Different commands print ldb error messages when using the own machine account credentials. We should avoid this. Example: root@dm3:~# smbclient -L 127.0.0.1 -P ldb: Unable to open tdb '/var/lib/samba/private/secrets.ldb': No such file or directory ldb: Failed to connect to '/var/lib/samba/private/secrets.ldb' with backend 'tdb': Unable to open tdb '/var/lib/samba/private/secrets.ldb': No such file or directory Sharename Type Comment --------- ---- ------- share Disk smbclient uses by default the log level 1, which is used here for these error messages. So this is printed unless smbclient is called with "-d0". With a log level of 1 also other tools print these error messages: # samba-gpupdate -d1 ldb: Unable to open tdb '/var/lib/samba/private/secrets.ldb': No such file or directory ldb: Failed to connect to '/var/lib/samba/private/secrets.ldb' with backend 'tdb': Unable to open tdb '/var/lib/samba/private/secrets.ldb': No such file or directory Older Samba versions auto created a /var/lib/samba/private/secrets.ldb on access, so this does only happen on newer setups, where no secrets.ldb exists.
I have the same Problem with a new installation on 4.14.5. Normal member server tht acts as printserver. In the logs I see this: [2021/07/06 08:39:36.246452, 1] ../../lib/ldb samba/ldb_wrap.c:79(ldb_wrap_debug) Jul 06 08:39:36 printserver winbindd[1530]: ldb: Failed to connect to '/var/lib/samba/private/secrets.ldb' with backend 'tdb': Unable to open tdb '/var/lib/samba/private/secrets.ldb': No such file or directory In the directory there is only a "secrets.tdb" not ldb. I have older installations that where updated to 4.14 and do not see this there.

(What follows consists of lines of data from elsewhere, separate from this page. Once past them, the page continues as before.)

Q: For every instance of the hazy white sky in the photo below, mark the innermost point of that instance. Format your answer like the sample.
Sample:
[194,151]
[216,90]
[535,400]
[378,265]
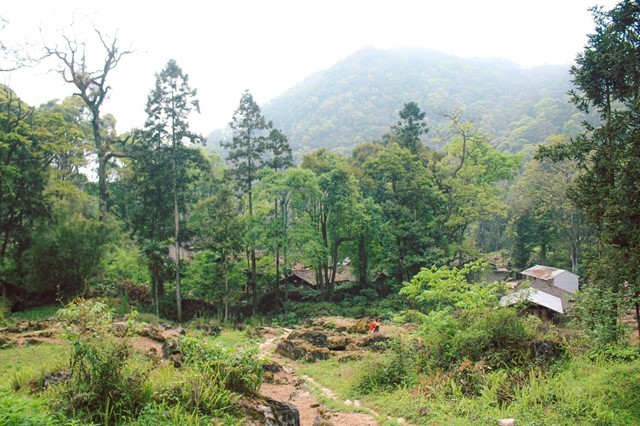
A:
[267,46]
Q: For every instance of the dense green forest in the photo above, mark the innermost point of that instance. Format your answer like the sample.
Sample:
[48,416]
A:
[357,99]
[409,171]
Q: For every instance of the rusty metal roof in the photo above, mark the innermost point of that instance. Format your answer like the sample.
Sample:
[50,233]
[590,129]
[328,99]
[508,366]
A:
[543,272]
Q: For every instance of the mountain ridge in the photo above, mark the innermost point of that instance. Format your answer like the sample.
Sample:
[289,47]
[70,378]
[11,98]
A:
[357,99]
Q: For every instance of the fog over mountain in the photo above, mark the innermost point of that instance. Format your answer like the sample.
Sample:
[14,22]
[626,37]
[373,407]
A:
[358,98]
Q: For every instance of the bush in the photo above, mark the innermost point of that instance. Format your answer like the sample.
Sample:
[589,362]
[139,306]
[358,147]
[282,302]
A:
[106,384]
[498,338]
[238,370]
[18,410]
[5,312]
[396,368]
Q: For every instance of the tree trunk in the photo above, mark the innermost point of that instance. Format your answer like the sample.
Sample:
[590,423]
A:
[176,221]
[638,318]
[363,266]
[252,278]
[277,282]
[226,289]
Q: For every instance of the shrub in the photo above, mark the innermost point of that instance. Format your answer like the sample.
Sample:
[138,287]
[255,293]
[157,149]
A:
[106,384]
[499,338]
[396,368]
[18,410]
[5,312]
[238,370]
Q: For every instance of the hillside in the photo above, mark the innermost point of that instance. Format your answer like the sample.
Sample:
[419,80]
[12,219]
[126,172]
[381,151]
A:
[357,99]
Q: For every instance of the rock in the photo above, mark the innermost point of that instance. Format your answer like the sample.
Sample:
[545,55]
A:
[6,342]
[272,367]
[338,343]
[153,332]
[211,328]
[299,349]
[40,334]
[351,357]
[54,378]
[171,352]
[321,421]
[314,336]
[360,327]
[375,341]
[269,412]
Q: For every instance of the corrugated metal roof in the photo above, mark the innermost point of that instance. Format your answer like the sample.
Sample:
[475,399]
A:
[536,296]
[544,272]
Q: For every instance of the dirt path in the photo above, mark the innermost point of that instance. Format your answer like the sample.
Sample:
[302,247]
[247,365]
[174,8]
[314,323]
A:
[283,384]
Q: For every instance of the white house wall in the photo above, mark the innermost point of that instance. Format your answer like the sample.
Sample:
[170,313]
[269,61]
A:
[567,281]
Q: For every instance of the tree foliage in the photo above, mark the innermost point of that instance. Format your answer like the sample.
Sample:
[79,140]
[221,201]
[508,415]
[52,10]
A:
[606,78]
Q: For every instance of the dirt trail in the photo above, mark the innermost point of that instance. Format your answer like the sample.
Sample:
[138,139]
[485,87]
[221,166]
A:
[287,386]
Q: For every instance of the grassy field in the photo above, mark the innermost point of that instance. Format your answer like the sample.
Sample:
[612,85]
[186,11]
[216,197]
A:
[583,392]
[24,360]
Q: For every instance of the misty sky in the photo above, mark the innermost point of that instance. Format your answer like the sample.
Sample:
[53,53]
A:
[268,46]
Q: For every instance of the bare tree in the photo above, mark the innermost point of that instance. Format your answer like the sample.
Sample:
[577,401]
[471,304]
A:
[93,89]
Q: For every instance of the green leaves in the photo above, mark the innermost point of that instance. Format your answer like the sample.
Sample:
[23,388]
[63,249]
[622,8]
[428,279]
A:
[441,288]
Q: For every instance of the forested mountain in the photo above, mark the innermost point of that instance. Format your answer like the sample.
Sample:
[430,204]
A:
[357,99]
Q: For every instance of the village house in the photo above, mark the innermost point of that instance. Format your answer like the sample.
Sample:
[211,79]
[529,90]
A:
[547,290]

This was done intentionally (not the error, but the behaviour) by: commit 6cbd7d1a32cc7ccfb8d06eacdcade41d96b54519 Author: Stefan Metzmacher <metze@samba.org> Date: Tue Feb 4 16:16:48 2020 +0100 s4:param: make sure secrets_db_connect() no longer creates on empty secrets.ldb Signed-off-by: Stefan Metzmacher <metze@samba.org> Reviewed-by: Andreas Schneider <asn@samba.org> Autobuild-User(master): Andreas Schneider <asn@cryptomilk.org> Autobuild-Date(master): Wed Feb 5 10:13:02 UTC 2020 on sn-devel-184 The new behaviour prints the error but doesn't create empty secrets.ldb files any more. Sorry about that.

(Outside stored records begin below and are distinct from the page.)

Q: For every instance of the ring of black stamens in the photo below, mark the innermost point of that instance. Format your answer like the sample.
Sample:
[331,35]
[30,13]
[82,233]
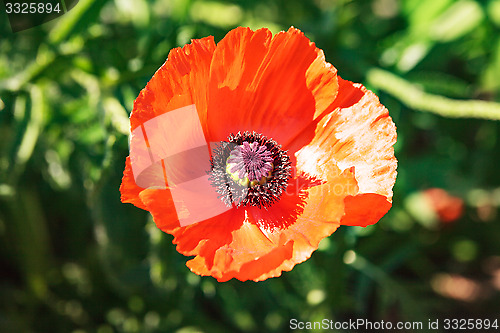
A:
[265,195]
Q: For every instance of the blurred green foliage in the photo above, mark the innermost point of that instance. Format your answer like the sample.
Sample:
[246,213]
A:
[75,259]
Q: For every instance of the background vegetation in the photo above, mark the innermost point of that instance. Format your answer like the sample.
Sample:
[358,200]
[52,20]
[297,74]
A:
[75,259]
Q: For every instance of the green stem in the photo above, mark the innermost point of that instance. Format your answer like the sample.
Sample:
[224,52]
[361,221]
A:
[414,97]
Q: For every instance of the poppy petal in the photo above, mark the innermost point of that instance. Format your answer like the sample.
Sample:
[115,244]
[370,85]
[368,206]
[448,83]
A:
[129,189]
[258,250]
[179,82]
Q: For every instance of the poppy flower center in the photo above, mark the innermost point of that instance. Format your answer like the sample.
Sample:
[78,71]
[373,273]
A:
[250,164]
[249,170]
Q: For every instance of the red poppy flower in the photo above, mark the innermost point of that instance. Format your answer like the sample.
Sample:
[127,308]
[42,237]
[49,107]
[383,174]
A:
[292,151]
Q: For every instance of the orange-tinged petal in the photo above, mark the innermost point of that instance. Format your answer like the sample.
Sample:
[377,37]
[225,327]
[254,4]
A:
[338,136]
[365,135]
[259,249]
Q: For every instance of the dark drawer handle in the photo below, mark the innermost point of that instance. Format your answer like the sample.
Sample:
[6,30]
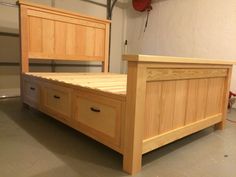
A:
[95,109]
[57,97]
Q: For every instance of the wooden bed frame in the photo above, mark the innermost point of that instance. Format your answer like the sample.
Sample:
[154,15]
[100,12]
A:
[166,98]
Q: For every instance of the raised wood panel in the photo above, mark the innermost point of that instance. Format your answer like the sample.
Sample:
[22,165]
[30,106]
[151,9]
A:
[174,104]
[62,18]
[192,96]
[167,106]
[152,109]
[35,34]
[180,103]
[90,41]
[215,96]
[202,98]
[99,117]
[48,29]
[60,38]
[71,39]
[155,74]
[99,42]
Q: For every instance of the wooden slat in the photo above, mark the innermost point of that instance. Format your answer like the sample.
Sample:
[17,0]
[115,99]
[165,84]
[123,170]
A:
[201,98]
[180,103]
[167,106]
[99,42]
[61,18]
[155,74]
[90,41]
[192,96]
[71,39]
[215,95]
[163,139]
[35,34]
[152,109]
[60,38]
[113,83]
[48,36]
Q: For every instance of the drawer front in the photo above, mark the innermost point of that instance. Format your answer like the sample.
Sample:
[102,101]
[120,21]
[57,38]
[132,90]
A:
[57,101]
[31,93]
[99,117]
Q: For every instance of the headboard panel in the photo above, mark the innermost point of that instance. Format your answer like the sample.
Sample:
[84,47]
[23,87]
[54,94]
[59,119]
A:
[49,33]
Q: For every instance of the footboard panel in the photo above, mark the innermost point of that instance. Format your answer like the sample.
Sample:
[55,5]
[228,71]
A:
[169,98]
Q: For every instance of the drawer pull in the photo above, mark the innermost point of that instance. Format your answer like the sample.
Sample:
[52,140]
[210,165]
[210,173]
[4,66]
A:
[95,109]
[57,97]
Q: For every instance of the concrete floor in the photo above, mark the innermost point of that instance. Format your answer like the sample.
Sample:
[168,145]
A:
[34,145]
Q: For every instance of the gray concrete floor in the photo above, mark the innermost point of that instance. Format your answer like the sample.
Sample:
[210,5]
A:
[34,145]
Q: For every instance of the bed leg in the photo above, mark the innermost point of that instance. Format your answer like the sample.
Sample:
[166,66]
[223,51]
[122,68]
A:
[220,126]
[132,163]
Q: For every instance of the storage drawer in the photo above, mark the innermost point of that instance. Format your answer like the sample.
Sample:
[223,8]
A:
[31,93]
[57,101]
[98,117]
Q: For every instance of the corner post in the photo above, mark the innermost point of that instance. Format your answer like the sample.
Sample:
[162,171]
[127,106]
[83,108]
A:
[105,63]
[24,49]
[221,125]
[134,120]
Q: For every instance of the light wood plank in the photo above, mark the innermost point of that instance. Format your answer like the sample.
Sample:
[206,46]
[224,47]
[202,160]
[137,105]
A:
[48,36]
[134,122]
[167,108]
[176,74]
[152,109]
[71,39]
[60,38]
[201,98]
[215,95]
[163,139]
[192,96]
[35,35]
[99,43]
[180,103]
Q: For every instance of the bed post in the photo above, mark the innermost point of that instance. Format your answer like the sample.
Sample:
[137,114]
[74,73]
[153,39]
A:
[135,104]
[221,125]
[24,60]
[105,63]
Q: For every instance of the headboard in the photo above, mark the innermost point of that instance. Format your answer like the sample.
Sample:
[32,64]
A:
[49,33]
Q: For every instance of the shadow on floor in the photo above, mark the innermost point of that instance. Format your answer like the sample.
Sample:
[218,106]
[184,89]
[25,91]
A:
[71,146]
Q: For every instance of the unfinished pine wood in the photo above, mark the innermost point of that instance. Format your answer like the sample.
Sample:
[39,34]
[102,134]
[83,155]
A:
[60,38]
[225,98]
[215,96]
[98,117]
[167,98]
[56,101]
[153,107]
[35,35]
[167,106]
[154,59]
[133,135]
[59,35]
[180,102]
[112,83]
[202,98]
[191,108]
[165,138]
[176,74]
[31,93]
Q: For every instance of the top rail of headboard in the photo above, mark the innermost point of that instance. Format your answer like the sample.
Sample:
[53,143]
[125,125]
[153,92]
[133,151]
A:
[50,33]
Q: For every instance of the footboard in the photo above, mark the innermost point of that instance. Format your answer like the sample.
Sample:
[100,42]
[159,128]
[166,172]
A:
[169,98]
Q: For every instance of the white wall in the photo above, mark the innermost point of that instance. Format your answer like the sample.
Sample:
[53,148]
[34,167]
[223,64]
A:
[9,46]
[188,28]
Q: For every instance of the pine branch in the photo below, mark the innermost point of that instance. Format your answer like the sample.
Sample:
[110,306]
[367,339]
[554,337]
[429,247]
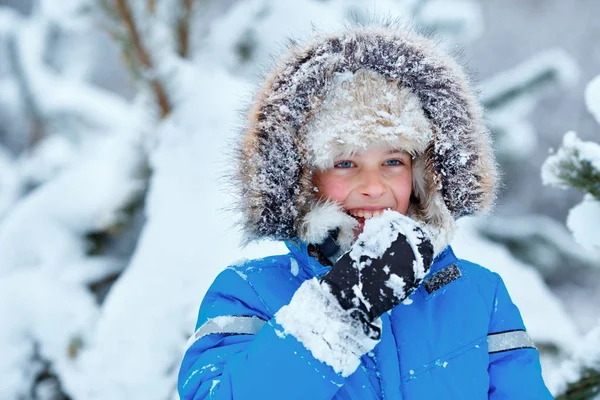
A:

(In reply to Andrew Bartlett from comment #2) So, why this is done this way? The new behavior is scaring users. Samba does quite create quite some files which it is not using - for example, on my system there are /var/cache/samba/netsamlogon_cache.tdb and ../smbprofile.tdb which are always empty; there are quite a few files in /run/samba/ which are caches but empty as well. For the latter - /run/samba/*.tdb - samba even requires /run/samba/ dir to be PRE-created, or else testparm errors out, even if all daemons create this directory on demand now (and my patch to testparm to change this from error to warning (I still think the whole test is pointless and just gives users false concerns) got no single comment, just like my patch to move sockets out of /var/lib/samba to /run/samba where they belongs). If we stopped creating this file on demand, we should stop the errors too, because it is obviously okay to have no secrets.ldb file. Or we should create it. The current state is just wrong. In my opinion anyway. Do you disagree?

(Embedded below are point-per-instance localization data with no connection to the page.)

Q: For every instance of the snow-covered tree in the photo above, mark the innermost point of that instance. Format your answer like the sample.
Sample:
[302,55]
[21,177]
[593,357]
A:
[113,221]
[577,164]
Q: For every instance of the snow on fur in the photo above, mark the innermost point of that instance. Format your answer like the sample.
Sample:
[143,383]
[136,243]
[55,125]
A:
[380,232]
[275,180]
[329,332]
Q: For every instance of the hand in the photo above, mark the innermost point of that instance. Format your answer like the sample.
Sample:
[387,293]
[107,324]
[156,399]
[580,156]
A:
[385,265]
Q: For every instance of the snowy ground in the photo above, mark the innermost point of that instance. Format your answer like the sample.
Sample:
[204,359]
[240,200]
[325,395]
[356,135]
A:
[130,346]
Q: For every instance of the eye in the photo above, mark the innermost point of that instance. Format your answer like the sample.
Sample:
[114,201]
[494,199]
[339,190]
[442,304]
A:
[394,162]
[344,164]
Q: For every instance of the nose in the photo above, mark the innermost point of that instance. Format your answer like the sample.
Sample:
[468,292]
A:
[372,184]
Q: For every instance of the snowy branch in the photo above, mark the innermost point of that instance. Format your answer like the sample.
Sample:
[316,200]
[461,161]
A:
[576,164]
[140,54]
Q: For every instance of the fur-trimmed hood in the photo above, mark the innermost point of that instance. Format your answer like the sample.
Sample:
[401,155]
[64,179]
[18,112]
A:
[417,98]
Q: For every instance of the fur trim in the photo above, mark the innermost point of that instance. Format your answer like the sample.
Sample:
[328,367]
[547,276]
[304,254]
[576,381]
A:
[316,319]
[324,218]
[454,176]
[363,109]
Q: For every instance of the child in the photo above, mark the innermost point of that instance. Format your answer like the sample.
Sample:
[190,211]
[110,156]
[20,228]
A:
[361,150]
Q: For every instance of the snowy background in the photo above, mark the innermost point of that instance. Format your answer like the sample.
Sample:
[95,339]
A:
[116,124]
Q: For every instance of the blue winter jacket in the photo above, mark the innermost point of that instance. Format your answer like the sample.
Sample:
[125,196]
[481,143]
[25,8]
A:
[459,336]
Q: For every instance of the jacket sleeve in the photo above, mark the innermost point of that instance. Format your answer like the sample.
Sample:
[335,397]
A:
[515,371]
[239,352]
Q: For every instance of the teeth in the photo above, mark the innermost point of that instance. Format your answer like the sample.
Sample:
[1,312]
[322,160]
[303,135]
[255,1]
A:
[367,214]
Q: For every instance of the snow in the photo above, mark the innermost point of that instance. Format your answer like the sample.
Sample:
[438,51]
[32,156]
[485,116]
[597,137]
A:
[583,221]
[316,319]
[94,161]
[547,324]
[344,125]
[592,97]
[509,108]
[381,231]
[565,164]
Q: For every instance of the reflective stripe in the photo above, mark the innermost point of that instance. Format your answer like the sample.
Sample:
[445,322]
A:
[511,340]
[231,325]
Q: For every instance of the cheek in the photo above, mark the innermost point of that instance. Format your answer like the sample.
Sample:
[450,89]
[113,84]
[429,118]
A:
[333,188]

Today I joined a Samba 4.16.5 to a Samba AD domain. This succeeded, although several errors were printed about missing ldb files. After joining, it was not possible to connect to the member server (I kept getting a "tree connect failed: NT_STATUS_UNSUCCESSFUL" error). After creating an empty secrets.ldb and an empty sam.ldb on the member server, it became possible to connect. Commands issued were: ldbadd -H /var/lib/samba/private/secrets.ldb </dev/null ldbadd -H /var/lib/samba/private/sam.ldb </dev/null So at least in our case this was a bit more than just a scary error message. If needed, I can probably reproduce this and provide more information.